Após a convenção nacional de quinta-feira, o ex-presidente Luiz Inácio Lula da Silva é oficialmente candidato à Presidência da República. O ex-governador Geraldo Alckmin também foi referendado por PT, PV e PCdoB, mas ainda precisa ser oficializado candidato a vice-presidente pelo seu partido, o PSB, em convenção na próxima sexta-feira. Com a finalização do plano de governo, nas próximas semanas, ficará mais claro qual será realmente o discurso que o petista adotará até outubro. Especialistas, porém, não esperam um Lula diferente do de 2002.

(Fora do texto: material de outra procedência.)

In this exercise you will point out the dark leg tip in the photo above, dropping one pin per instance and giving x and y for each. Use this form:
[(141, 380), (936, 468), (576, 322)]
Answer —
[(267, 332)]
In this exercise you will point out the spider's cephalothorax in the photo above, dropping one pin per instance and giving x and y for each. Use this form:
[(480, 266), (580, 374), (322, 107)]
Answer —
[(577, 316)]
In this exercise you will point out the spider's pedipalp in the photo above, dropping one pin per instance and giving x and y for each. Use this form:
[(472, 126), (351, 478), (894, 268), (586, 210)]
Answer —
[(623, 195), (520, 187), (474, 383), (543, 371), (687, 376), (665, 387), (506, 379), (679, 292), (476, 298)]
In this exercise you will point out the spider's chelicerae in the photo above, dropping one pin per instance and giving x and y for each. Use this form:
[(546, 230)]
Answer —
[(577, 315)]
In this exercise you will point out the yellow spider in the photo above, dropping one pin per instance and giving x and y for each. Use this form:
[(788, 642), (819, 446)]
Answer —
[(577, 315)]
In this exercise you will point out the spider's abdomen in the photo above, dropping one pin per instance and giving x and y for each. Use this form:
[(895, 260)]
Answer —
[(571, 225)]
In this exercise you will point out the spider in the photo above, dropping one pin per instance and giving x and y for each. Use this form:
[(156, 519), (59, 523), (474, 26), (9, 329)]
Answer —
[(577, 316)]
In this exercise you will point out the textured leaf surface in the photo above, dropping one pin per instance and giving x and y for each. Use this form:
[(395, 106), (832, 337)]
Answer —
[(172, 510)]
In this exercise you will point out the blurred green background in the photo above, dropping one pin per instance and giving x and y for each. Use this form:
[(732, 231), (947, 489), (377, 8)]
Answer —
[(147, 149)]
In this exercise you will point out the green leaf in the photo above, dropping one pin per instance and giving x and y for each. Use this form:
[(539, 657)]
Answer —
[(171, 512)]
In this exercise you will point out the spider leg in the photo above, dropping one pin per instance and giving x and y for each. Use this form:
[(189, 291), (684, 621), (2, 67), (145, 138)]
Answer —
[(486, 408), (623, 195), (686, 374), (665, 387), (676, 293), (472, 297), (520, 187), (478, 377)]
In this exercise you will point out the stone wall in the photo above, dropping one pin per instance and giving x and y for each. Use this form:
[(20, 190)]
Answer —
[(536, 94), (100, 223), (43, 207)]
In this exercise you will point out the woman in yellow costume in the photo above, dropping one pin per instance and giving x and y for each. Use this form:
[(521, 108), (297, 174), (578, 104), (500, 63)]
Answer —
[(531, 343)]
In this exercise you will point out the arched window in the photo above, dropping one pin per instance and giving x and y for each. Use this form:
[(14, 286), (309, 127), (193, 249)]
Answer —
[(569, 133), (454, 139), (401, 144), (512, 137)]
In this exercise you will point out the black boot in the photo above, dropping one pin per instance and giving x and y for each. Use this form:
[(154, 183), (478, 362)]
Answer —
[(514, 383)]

O ex-presidente deixou de lado sua própria convenção para manter a agenda de dois dias em Pernambuco, seu estado natal. O gesto é representativo da estratégia dele, que acredita ser o momento de estar junto ao povo — e articulando os palanques problemáticos que ainda restam — em vez de cumprir ritos protocolares junto aos partidos que já o apoiam.
Apesar da pré-campanha feita desde o início do ano, as próximas semanas devem trazer uma consolidação maior do que esperar em relação a Lula. Na última quinta, mesmo dia da convenção, foi prazo final para inserir sugestões na plataforma colaborativa do plano de governo do ex-presidente. Agora, os sete partidos coligados — PT, PV, PCdoB, PSB, PSol, Rede e Solidariedade — têm até 15 de agosto para finalizar o plano de governo e entregá-lo ao Tribunal Superior Eleitoral (TSE) junto com o registro da candidatura.
"A coleta das sugestões populares é a primeira etapa do processo. Com o fim do prazo de contribuições, todas as propostas serão sistematizadas e entregues à Comissão de Redação do Programa de Governo do Movimento Vamos Juntos Pelo Brasil. Por fim, elas serão organizadas e entregues às equipes de transição e dos futuros ministérios", diz nota divulgada pela campanha presidencial.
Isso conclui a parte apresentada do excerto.